—Je suis sa femme, répliqua-t-elle avec un air de fierté, avec un accent plein de noblesse.—Voici, depuis sept ans, le premier bonheur qui ne me vienne pas de lui, ajouta-t-elle en saisissant la main de son père et l'embrassant, et voici le premier reproche que j'aie entendu.
—Et ta conscience?
—Ma conscience! mais c'est lui. En ce moment elle tressaillit violemment.—Le voici, dit-elle. Même dans un combat, entre tous les pas, je reconnais son pas sur le tillac.

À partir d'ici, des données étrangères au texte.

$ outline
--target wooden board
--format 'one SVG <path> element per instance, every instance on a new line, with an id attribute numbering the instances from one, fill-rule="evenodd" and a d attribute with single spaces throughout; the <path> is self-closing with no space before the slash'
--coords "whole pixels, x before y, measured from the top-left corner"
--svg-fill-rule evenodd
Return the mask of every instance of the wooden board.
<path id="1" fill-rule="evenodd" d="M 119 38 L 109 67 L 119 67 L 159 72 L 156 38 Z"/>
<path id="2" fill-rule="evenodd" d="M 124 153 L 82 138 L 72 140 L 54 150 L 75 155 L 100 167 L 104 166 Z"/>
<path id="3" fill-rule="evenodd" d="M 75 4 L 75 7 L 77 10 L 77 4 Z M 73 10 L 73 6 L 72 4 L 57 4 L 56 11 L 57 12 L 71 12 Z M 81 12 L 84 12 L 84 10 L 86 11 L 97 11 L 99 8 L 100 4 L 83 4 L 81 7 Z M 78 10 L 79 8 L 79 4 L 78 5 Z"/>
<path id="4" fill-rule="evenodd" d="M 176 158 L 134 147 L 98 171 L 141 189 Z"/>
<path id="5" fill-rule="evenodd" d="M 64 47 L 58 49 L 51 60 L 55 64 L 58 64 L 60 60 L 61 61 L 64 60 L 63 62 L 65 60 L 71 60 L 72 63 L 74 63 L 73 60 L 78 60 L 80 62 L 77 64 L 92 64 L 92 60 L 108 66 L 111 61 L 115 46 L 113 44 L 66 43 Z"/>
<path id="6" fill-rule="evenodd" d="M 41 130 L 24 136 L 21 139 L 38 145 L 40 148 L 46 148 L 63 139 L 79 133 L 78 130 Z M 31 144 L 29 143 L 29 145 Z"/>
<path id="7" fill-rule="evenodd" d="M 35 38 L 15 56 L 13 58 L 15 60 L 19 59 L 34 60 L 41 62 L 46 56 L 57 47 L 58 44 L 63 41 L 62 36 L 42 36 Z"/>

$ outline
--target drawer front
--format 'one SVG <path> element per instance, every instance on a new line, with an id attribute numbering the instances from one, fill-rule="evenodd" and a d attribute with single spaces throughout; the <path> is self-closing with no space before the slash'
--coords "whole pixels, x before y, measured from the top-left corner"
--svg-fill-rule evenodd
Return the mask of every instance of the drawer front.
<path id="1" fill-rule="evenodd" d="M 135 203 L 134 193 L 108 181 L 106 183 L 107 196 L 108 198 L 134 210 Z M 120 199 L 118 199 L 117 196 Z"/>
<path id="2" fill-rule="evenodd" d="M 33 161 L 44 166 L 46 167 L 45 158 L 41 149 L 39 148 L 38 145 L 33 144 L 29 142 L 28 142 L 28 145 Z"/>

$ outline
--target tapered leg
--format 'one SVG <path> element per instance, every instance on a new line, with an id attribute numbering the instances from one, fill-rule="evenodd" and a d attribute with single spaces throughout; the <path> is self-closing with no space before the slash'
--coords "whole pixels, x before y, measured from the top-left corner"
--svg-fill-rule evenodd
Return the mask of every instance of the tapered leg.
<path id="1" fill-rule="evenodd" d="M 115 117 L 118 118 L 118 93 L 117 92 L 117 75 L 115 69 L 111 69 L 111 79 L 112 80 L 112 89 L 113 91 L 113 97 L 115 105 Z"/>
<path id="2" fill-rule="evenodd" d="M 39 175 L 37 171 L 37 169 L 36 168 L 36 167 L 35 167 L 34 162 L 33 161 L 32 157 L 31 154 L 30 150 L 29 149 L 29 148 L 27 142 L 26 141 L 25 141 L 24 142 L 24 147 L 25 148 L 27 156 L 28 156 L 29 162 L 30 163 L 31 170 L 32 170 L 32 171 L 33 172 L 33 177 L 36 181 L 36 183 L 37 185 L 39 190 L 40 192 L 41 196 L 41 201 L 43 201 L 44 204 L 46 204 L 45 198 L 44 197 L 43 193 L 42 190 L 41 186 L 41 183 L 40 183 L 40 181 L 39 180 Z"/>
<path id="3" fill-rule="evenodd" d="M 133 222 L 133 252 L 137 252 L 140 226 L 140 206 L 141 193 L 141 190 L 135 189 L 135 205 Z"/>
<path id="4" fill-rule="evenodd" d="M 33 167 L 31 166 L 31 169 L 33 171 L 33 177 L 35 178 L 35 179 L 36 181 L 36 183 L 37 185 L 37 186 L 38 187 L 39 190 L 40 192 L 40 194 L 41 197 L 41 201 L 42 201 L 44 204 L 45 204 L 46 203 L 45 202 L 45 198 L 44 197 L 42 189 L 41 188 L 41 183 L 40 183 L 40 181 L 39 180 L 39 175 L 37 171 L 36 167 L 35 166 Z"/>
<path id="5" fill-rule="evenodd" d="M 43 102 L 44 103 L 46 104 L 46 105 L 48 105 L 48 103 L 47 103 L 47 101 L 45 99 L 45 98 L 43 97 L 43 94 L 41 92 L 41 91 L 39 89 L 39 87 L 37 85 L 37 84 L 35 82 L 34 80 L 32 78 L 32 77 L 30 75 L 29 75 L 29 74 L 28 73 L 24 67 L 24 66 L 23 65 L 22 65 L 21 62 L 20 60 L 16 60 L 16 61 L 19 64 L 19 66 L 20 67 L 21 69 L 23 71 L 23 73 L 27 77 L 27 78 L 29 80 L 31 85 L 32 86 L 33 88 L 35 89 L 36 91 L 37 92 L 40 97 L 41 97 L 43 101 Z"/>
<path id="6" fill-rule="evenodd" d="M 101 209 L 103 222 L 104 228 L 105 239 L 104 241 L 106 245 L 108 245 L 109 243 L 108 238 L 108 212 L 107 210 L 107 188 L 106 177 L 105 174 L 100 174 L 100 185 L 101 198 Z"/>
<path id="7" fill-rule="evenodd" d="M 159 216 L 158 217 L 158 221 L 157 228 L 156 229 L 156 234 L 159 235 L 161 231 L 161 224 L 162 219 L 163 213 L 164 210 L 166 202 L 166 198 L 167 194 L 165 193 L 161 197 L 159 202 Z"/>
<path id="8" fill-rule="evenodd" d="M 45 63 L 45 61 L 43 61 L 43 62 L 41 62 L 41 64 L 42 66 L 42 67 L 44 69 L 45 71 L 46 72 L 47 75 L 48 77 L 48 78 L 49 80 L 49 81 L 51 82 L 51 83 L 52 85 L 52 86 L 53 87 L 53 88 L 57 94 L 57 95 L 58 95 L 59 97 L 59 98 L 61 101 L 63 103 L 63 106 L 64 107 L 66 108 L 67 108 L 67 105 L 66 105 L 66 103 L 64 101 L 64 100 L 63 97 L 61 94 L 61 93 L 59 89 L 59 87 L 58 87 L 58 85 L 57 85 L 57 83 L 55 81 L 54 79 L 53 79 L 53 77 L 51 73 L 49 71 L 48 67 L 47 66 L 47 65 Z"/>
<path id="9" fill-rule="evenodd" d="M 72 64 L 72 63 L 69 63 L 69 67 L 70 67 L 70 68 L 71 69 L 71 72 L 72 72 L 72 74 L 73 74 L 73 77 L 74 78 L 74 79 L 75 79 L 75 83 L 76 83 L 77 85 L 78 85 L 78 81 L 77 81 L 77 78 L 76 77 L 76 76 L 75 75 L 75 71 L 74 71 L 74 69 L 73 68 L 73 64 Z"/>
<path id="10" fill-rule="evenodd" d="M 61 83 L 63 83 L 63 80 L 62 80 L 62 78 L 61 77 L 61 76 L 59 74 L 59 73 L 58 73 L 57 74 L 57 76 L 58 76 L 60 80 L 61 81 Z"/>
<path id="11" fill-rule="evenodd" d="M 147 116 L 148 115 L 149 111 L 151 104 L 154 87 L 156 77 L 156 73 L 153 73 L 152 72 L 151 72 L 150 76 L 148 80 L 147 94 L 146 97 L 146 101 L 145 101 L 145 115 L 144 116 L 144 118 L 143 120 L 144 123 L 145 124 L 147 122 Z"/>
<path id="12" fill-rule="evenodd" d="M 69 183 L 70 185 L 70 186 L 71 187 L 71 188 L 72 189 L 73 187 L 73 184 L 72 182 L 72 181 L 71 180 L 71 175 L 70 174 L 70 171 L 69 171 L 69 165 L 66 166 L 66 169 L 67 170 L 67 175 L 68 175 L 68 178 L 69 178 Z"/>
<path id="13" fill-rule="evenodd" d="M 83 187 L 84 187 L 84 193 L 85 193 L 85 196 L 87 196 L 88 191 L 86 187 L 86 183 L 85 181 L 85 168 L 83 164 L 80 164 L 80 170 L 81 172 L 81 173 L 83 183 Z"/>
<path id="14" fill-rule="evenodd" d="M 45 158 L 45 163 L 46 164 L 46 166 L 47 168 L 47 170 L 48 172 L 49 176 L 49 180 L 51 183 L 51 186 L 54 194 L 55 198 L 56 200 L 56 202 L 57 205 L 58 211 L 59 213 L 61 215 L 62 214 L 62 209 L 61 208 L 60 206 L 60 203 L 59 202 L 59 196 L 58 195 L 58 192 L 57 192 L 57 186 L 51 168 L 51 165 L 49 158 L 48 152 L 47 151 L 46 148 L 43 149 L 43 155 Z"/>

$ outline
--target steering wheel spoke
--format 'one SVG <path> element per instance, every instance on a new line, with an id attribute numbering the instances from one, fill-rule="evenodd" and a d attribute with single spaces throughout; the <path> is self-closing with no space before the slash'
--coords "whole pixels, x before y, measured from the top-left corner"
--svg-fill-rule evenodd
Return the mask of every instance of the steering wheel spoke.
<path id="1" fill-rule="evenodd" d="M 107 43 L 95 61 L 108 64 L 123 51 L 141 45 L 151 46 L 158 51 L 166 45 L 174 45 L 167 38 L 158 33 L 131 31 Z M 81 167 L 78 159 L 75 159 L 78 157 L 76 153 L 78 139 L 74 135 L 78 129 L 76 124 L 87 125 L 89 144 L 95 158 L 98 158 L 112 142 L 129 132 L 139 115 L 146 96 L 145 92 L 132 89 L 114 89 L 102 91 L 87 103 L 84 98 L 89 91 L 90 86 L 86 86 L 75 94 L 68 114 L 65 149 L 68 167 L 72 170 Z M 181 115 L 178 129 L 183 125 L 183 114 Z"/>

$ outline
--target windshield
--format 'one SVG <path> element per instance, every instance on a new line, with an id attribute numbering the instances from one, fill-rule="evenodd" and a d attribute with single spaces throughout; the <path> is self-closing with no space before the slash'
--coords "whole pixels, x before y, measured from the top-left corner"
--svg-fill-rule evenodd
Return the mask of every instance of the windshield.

Et tout à coup une rougeur empourpra ses joues, fit resplendir ses traits, briller ses yeux, et son teint devint d'un blanc mat... Il y avait du bonheur et de l'amour dans ses muscles, dans ses veines bleues, dans le tressaillement involontaire de toute sa personne. Ce mouvement de sensitive émut le général. En effet, un instant après le corsaire entra, vint s'asseoir sur un fauteuil, s'empara de son fils aîné, et se mit à jouer avec lui. Le silence régna pendant un moment; car, pendant un moment, le général, plongé dans une rêverie comparable au sentiment vaporeux d'un rêve, contempla cette élégante cabine, semblable à un nid d'alcyons, où cette famille voguait sur l'Océan depuis sept années, entre les cieux et l'onde, sur la foi d'un homme, conduite à travers les périls de la guerre et des tempêtes, comme un ménage est guidé dans la vie par un chef au sein des malheurs sociaux... Il regardait avec admiration sa fille, image fantastique d'une déesse marine, suave de beauté, riche de bonheur, et faisant pâlir tous les trésors qui l'entouraient devant les trésors de son âme, les éclairs de ses yeux et l'indescriptible poésie exprimée dans sa personne et autour d'elle. Cette situation offrait une étrangeté qui le surprenait, une sublimité de passion et de raisonnement qui confondait les idées vulgaires. Les froides et étroites combinaisons de la société mouraient devant ce tableau. Le vieux militaire sentit toutes ces choses, et comprit aussi que sa fille n'abandonnerait jamais une vie si large, si féconde en contrastes, remplie par un amour si vrai; puis, si elle avait une fois goûté le péril sans en être effrayée, elle ne pouvait plus revenir aux petites scènes d'un monde mesquin et borné.
—Vous gêné-je? demanda le corsaire en rompant le silence et regardant sa femme.
—Non, lui répondit le général, Hélène m'a tout dit. Je vois qu'elle est perdue pour nous...
—Non, répliqua vivement le corsaire... Encore quelques années, et la prescription me permettra de revenir en France. Quand la conscience est pure, et qu'en froissant vos lois sociales un homme a obéi...
Il se tut, en dédaignant de se justifier.
—Et comment pouvez-vous, dit le général en l'interrompant, ne pas avoir des remords pour les nouveaux assassinats qui se sont commis devant mes yeux?
—Nous n'avons pas de vivres, répliqua tranquillement le corsaire.